3. Correlated Subquery

-- Get employees whose salary is greater than 
-- the average salary in their department
SELECT employee_name
FROM employees e
WHERE salary > 
(SELECT AVG(salary) FROM employees 
WHERE department_id = e.department_id);

Explanation:

• A correlated subquery runs once for each row processed by the outer query.
• Here, it calculates the average salary for the department of each employee, and then the outer query checks if the employee’s salary is greater than the average.

4. EXISTS Subquery

-- Get employees working in departments located in location_id = 102
SELECT employee_name
FROM employees e
WHERE EXISTS 
(SELECT 1 FROM departments d 
WHERE e.department_id = d.department_id 
AND d.location_id = 102);

Explanation:

• EXISTS checks if the subquery returns at least one row.
• If an employee’s department exists in location_id = 102, the outer query includes that employee.

5. NOT EXISTS Subquery

-- Get employees NOT working in departments located in location_id = 102
SELECT employee_name
FROM employees e
WHERE NOT EXISTS 
(SELECT 1 FROM departments d 
WHERE e.department_id = d.department_id AND d.location_id = 102);

Explanation:

• Similar to EXISTS, but NOT EXISTS filters out employees whose departments are in location_id = 102.
• The outer query returns employees in departments not located at location_id = 102.

6. Scalar Subquery

-- Get employee names and their department names
SELECT employee_name, 
(SELECT department_name FROM departments
WHERE department_id = e.department_id) AS dept_name
FROM employees e;

Explanation:

• A scalar subquery returns a single value.
• For each employee, the subquery retrieves the department_name, and the outer query displays the employee’s name along with their department name.

7. Inline View

-- Get the average salary for each department
SELECT dept_name, avg_salary
FROM (SELECT department_name AS dept_name, 
AVG(salary) AS avg_salary
FROM employees e JOIN departments d 
ON e.department_id = d.department_id
      GROUP BY department_name);

Explanation:

• An inline view is a subquery in the FROM clause that behaves like a temporary table.
• This subquery calculates the average salary for each department and then the outer query retrieves the results for each department.
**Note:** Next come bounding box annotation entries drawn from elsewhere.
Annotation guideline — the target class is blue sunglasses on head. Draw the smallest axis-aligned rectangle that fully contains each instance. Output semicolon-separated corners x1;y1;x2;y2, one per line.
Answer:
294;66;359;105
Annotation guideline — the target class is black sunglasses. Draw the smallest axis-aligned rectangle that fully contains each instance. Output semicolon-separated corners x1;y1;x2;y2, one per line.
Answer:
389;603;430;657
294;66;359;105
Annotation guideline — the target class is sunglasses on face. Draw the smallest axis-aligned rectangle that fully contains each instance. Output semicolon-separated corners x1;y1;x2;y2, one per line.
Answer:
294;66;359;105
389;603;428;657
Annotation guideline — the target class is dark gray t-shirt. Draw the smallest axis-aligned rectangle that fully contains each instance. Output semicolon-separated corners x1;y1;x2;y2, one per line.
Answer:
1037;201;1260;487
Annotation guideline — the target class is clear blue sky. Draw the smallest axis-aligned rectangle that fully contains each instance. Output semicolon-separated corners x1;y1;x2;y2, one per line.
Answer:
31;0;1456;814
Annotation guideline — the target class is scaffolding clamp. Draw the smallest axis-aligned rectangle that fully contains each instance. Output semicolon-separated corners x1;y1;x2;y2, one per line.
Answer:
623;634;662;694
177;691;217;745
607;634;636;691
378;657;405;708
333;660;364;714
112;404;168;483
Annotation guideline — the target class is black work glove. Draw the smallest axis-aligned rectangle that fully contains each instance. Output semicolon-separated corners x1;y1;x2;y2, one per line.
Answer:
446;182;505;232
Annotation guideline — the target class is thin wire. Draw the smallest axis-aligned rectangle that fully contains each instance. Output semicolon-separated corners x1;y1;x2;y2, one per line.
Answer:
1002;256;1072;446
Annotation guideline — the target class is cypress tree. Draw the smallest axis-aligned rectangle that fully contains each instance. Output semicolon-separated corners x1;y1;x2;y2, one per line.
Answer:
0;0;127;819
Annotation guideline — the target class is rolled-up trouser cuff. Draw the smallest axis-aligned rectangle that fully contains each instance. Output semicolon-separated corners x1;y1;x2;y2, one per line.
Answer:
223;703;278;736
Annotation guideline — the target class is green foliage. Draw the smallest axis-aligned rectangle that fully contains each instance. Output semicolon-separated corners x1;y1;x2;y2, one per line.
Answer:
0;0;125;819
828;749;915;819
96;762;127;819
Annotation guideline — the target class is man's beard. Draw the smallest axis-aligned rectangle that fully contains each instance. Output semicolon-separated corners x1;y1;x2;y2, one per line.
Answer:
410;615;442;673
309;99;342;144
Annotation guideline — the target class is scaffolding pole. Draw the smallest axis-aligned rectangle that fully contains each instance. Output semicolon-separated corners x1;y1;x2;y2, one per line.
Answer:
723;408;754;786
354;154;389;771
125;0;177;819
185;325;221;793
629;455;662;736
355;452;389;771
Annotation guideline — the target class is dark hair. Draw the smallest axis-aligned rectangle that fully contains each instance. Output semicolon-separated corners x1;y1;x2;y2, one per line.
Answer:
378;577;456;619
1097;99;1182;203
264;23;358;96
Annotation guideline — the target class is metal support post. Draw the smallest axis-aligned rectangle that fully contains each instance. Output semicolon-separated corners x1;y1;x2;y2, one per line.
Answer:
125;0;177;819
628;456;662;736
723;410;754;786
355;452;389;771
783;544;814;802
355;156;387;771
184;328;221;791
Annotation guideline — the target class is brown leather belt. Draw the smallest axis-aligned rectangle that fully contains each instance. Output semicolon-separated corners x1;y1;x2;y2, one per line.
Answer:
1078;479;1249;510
8. Subquery with HAVING Clause

-- Get departments where the average salary is greater than 
-- the average salary of department 10
SELECT department_id, AVG(salary)
FROM employees
GROUP BY department_id
HAVING AVG(salary) > (SELECT AVG(salary) 
FROM employees 
WHERE department_id = 10);

Explanation:

• The HAVING clause filters groups after they have been aggregated.
• This query returns departments whose average salary is higher than the average salary of department 10.

Conclusion:

1. Table Creation: Created departments and employees tables.
2. Data Insertion: Populated both tables with sample data.
3. Subqueries: Demonstrated different types of subqueries including single-row, multiple-row, correlated, EXISTS, scalar subqueries, inline views, and HAVING with subqueries.

Each subquery serves a unique purpose, allowing you to retrieve data dynamically and efficiently, making SQL a powerful tool for complex data manipulation and analysis.